While CDWs and superconductivity can coexist in some materials, their interaction can be either cooperative or antagonistic. In some cases, the presence of a CDW can enhance superconductivity, while in other cases it can suppress it.
Cooperative effects
One possible scenario is that the formation of a CDW can lead to an increase in the electron-phonon coupling, which is a key factor in conventional superconductivity. This enhanced coupling can strengthen the attractive interactions between electrons and phonons, thereby promoting the formation of Cooper pairs and increasing the critical temperature for superconductivity.

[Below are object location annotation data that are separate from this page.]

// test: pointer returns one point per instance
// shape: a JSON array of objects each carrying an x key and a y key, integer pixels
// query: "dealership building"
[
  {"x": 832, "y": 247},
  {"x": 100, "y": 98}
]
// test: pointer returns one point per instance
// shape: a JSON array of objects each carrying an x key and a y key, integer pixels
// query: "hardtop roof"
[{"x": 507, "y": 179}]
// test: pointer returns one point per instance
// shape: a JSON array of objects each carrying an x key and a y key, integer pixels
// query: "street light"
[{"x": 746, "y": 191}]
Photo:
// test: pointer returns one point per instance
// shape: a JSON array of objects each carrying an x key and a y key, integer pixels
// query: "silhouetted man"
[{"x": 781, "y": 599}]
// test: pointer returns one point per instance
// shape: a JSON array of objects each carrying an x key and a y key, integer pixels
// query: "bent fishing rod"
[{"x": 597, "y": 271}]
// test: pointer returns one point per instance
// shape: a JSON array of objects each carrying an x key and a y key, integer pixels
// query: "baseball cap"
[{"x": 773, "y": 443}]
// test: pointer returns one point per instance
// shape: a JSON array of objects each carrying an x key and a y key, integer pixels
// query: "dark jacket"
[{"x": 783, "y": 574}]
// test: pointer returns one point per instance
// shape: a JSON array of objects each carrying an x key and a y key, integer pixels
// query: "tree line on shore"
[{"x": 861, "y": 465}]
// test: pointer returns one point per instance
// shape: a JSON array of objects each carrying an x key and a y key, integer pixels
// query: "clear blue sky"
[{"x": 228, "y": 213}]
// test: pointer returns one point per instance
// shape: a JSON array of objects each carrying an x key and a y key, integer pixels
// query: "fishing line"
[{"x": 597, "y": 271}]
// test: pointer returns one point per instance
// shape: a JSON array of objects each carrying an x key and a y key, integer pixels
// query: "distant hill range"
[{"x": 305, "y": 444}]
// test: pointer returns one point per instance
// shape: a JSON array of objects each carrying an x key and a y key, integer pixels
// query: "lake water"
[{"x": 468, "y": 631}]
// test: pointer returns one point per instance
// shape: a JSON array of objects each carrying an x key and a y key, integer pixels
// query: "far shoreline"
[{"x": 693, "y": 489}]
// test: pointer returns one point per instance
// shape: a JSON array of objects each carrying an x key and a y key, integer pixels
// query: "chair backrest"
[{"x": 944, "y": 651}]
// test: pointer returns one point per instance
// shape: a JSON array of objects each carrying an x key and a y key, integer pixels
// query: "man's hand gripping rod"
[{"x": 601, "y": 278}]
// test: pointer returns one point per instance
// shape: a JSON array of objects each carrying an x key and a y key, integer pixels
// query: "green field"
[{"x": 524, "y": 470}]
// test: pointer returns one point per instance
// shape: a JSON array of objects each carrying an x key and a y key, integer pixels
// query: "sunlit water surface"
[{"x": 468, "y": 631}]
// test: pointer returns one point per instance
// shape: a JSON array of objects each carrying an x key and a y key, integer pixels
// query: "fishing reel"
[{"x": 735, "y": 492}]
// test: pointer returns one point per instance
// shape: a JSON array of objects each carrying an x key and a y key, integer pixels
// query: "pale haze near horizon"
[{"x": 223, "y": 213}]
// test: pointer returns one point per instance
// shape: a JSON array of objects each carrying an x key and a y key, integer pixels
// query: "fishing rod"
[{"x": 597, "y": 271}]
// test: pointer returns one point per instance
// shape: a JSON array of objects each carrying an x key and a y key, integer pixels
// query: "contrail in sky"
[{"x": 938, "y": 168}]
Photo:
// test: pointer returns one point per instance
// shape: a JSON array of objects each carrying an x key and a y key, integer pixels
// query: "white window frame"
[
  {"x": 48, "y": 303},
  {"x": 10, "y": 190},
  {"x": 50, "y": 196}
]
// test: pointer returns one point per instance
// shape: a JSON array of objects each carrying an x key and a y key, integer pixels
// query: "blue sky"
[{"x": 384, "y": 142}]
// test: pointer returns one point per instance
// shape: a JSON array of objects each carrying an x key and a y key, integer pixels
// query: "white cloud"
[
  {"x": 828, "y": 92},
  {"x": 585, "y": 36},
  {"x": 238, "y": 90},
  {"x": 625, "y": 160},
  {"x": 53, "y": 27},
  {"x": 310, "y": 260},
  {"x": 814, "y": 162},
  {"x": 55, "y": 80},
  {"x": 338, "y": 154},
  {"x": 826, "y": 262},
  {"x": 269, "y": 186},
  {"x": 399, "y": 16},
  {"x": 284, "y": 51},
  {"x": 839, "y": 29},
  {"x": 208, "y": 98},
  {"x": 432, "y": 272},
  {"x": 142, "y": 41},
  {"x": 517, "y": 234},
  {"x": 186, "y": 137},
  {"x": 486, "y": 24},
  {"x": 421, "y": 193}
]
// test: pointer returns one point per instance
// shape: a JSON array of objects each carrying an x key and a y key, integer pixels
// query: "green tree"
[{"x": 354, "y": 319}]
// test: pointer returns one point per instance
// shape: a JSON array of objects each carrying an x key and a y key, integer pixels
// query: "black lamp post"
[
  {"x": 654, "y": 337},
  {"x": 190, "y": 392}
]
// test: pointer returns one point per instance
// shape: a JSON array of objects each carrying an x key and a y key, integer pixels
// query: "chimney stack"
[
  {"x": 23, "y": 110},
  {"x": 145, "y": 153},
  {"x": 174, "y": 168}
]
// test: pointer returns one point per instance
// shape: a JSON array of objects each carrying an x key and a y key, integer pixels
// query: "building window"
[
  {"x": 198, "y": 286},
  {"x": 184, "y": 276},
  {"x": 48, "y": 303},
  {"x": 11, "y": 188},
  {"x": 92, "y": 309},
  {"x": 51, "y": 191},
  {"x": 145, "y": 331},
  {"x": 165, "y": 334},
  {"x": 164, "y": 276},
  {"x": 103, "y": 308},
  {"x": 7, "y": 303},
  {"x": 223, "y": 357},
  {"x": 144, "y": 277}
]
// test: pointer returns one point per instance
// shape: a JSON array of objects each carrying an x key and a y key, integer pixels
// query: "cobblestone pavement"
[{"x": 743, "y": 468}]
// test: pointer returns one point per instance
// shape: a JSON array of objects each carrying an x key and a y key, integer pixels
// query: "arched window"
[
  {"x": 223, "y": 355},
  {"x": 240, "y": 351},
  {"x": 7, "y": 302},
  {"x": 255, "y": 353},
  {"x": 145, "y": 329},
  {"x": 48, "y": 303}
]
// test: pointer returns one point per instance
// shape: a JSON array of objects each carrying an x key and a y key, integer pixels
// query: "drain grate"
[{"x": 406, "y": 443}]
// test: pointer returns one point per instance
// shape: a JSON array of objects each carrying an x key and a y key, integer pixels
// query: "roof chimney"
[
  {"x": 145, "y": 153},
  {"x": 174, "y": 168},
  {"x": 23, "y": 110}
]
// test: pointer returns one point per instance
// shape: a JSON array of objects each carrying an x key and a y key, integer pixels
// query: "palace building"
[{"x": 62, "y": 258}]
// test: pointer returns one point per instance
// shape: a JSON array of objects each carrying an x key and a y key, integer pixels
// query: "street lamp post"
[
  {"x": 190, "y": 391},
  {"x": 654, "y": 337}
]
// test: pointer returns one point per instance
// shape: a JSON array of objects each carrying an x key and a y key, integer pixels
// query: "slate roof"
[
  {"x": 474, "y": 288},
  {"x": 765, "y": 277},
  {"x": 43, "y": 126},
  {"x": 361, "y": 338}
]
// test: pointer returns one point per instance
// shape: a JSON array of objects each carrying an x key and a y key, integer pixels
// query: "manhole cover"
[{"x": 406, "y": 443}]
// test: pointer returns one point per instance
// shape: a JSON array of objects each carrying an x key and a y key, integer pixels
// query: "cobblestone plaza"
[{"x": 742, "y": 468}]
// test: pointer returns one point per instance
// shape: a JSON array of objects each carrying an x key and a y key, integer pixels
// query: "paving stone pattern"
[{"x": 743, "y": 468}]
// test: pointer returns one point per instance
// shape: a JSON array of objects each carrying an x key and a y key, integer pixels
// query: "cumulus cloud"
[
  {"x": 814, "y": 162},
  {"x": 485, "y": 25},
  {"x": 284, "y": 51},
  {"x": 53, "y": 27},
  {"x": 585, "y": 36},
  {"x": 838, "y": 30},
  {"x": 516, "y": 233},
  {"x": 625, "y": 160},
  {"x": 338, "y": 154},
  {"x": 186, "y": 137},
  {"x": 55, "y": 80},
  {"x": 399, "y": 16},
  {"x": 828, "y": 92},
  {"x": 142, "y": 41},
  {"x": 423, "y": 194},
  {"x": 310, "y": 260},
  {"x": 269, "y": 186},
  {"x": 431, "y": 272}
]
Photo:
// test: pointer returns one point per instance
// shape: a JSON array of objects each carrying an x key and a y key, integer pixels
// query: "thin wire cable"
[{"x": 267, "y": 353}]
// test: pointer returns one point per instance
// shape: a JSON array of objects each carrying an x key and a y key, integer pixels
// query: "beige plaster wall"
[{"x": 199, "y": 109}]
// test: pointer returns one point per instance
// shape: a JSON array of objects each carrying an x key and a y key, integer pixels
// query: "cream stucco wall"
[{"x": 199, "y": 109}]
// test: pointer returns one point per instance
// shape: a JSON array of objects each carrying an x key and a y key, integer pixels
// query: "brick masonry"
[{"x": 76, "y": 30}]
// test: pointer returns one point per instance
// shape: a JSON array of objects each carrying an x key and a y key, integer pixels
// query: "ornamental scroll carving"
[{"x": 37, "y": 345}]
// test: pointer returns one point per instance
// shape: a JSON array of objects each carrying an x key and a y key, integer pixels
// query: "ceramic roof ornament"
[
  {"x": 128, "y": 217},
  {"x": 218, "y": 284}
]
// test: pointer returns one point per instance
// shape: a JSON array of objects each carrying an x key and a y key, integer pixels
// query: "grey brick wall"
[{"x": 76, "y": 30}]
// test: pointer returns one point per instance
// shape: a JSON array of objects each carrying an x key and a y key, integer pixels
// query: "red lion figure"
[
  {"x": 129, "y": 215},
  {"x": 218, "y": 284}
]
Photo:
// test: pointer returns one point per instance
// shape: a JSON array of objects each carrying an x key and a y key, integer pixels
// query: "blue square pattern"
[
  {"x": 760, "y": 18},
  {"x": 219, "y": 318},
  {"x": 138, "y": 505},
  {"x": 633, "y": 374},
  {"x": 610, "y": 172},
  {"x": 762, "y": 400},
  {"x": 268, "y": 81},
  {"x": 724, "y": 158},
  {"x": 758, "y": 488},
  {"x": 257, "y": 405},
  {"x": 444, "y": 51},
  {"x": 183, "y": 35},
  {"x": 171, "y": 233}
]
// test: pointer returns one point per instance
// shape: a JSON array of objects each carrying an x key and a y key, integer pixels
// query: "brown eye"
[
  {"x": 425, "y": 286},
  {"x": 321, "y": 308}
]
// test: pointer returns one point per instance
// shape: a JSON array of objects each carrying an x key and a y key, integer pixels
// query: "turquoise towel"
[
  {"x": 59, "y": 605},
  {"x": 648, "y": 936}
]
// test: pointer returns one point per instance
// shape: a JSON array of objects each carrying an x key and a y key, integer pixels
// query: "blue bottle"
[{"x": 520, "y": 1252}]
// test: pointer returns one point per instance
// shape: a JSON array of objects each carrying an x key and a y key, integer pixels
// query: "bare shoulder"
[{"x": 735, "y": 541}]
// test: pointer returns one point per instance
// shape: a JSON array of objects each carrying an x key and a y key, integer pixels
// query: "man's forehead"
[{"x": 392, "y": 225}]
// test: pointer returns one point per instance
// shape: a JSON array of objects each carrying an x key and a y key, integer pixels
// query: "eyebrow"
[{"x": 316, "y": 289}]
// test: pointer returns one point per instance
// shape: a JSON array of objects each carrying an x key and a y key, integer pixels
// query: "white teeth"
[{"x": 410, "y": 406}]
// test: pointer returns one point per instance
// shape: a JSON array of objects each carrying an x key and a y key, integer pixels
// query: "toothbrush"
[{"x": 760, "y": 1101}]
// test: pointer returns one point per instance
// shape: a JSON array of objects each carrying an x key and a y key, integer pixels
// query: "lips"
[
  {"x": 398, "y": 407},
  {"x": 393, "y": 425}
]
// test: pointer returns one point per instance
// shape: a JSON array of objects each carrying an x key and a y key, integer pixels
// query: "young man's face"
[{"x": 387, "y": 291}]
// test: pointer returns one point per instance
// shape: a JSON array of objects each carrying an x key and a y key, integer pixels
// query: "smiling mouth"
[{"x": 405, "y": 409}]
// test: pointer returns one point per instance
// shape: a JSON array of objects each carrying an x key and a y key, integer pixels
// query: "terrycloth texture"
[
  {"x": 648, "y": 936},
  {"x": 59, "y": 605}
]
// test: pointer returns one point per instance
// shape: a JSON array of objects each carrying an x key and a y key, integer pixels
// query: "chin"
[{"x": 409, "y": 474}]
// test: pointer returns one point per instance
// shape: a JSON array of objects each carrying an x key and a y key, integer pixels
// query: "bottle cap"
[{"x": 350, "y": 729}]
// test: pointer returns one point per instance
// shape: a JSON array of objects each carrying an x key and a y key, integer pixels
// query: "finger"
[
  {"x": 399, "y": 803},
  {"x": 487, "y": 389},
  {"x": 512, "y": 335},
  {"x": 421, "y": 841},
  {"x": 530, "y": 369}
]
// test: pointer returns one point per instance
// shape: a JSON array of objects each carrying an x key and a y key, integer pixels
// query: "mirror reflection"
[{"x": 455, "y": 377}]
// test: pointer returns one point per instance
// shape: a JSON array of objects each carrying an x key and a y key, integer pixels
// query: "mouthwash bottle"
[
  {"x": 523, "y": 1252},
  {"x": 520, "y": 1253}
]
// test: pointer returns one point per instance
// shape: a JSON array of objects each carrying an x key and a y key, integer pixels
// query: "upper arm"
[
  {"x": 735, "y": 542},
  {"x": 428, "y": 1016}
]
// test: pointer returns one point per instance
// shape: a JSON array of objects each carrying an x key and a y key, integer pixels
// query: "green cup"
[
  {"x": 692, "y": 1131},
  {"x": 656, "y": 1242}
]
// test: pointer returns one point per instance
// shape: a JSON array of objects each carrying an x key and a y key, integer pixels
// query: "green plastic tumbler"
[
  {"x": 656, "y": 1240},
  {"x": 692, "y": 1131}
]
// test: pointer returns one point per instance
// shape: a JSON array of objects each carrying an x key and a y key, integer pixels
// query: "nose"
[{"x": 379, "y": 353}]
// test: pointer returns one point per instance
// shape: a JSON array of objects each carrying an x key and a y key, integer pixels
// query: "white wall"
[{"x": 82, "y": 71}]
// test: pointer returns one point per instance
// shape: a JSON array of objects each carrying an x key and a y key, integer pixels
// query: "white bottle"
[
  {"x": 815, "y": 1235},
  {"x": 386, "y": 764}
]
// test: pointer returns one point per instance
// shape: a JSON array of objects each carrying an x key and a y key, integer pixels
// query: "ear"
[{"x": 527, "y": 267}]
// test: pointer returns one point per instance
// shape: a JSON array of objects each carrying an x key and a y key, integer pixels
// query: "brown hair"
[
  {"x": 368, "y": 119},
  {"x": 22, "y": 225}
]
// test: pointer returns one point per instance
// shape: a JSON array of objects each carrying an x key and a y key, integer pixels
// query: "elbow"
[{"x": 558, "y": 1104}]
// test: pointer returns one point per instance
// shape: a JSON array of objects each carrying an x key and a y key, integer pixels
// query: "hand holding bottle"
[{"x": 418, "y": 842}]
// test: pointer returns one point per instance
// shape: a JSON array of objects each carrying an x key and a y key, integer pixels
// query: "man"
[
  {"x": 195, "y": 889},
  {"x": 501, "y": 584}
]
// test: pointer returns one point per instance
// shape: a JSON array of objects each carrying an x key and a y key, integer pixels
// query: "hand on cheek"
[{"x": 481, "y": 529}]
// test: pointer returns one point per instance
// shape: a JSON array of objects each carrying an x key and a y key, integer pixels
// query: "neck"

Additionally, in certain materials, the periodic charge density modulation associated with a CDW can open up gaps in the Fermi surface, resulting in the formation of new electron pockets. These new electron pockets can contribute to the overall superconducting properties of the material.
Antagonistic effects
On the other hand, the presence of a CDW can also have detrimental effects on superconductivity. For instance, the periodic potential associated with a CDW can lead to the scattering of Cooper pairs, disrupting their coherence and hindering the superconducting state.
Furthermore, in some cases, the formation of a CDW can introduce additional electronic states that compete with the superconducting ground state, making it energetically less favorable. This can lead to a suppression of superconductivity or even its complete disappearance.
The interplay between CDWs and superconductivity is highly material-dependent and can vary widely depending on the specific properties and characteristics of the system. Therefore, it is necessary to study each material individually to understand the intricate relationship between these two phenomena.